When current restrictions ease and gaming venues finally get to open their doors in Manitoba, government-run casinos will be embracing a new way of providing table games. It’s called Stadium gaming, and predictions are that it’s going to be perfect for the physically distanced world we’ve found ourselves living in.

What is Stadium Gaming?

Several other Canadian provinces have already adopted this gaming approach very successfully, and Manitoba is about to follow suit.

Stadium gaming is a sort of hybrid between video slots and live casino games, specifically roulette and baccarat. Each chair in the Stadium Gaming area of a casino has its own interactive video display.

Players place their bets through the screens as live games are dealt by actual human dealers nearby. The video screen is relatively intuitive, so you can jump right in and start playing.

The rules are also available via the screen, so beginners get the opportunity to learn before they make their first bet.

It is thought that the Stadium Gaming set-up has been imported from Asia, where the demand for table games is so great that the casinos can’t keep up.

This form of gameplay has apparent advantages for the casino. It only requires three casino staff members to serve all those players, two dealers, and a floor manager. The benefits of this are low costs and high returns, both of which are what a casino is looking for.

The downside for players is that there’s no camaraderie. Everyone plays their own game. There’s no feeling of the chips and no dealer interaction. There’s also little excitement, it’s very mechanical, and there’s room for human error.

One of the biggest attractions of this gaming approach is that it allows for proper physical distancing between players and between players and casino employees. Stadium gaming looks set to become a permanent way of playing at Winnipeg casinos.

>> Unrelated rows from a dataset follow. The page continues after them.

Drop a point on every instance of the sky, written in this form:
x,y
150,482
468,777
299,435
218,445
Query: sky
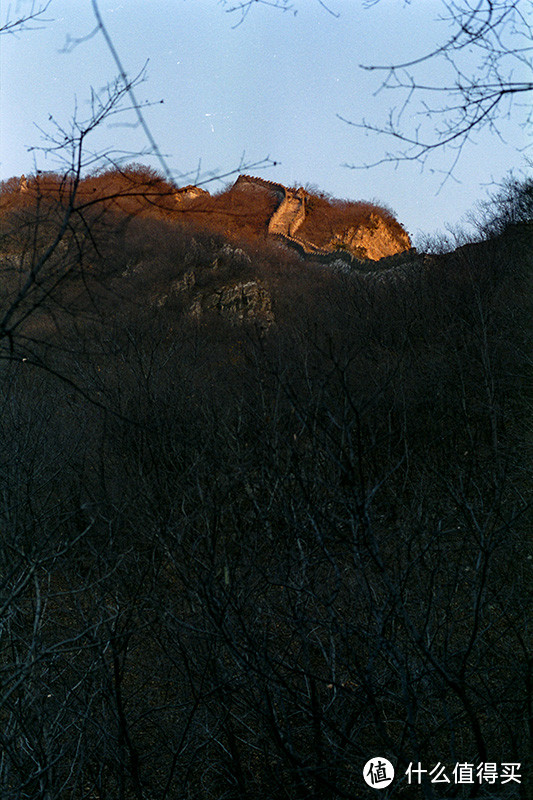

In addition, it’s a new way of doing table games that allows Winnipeg casinos, run by Manitoba Liquor and Lotteries, to call back many employees who previously worked table games in the province.

More Machines Tends to Lead to Fewer Humans

All that aside, this form of gaming relies heavily on technology and automated processes. This inevitably means that should there be a Manitoba-wide roll-out, it will significantly reduce the number of casino employees at casinos such as Winnipeg’s Shark Club, Gaming Centre Club, Regent Casino, and McPhillips Station Casino.

The Manitoba Liquor and Lotteries haven’t confirmed the exact number of employees this change will affect. But, Unifor has confirmed that at least 150 people were offered severance packages at the beginning of the year. Of those 150, a Unifor national representative has said that 124 labor union members accepted the package.

A Shift to Electronic Gambling was Inevitable

The packages offered by Manitoba Liquor and Lotteries were over and above what collective bargaining agreements had already been made between the employer and the union. Even so, many employees chose not to accept because they’d been working their jobs for so long and wanted to stay on in the hope that they would be able to retire with a pension.

Electronic gambling has been on the cards for casinos worldwide, even before the global pandemic hit. However, that doesn’t make it any easier to bear for those affected. Moving forward, machines will be used for many of the tasks human employees would have performed in the past.

As yet, however, there are no plans for the reopening of the province’s casinos.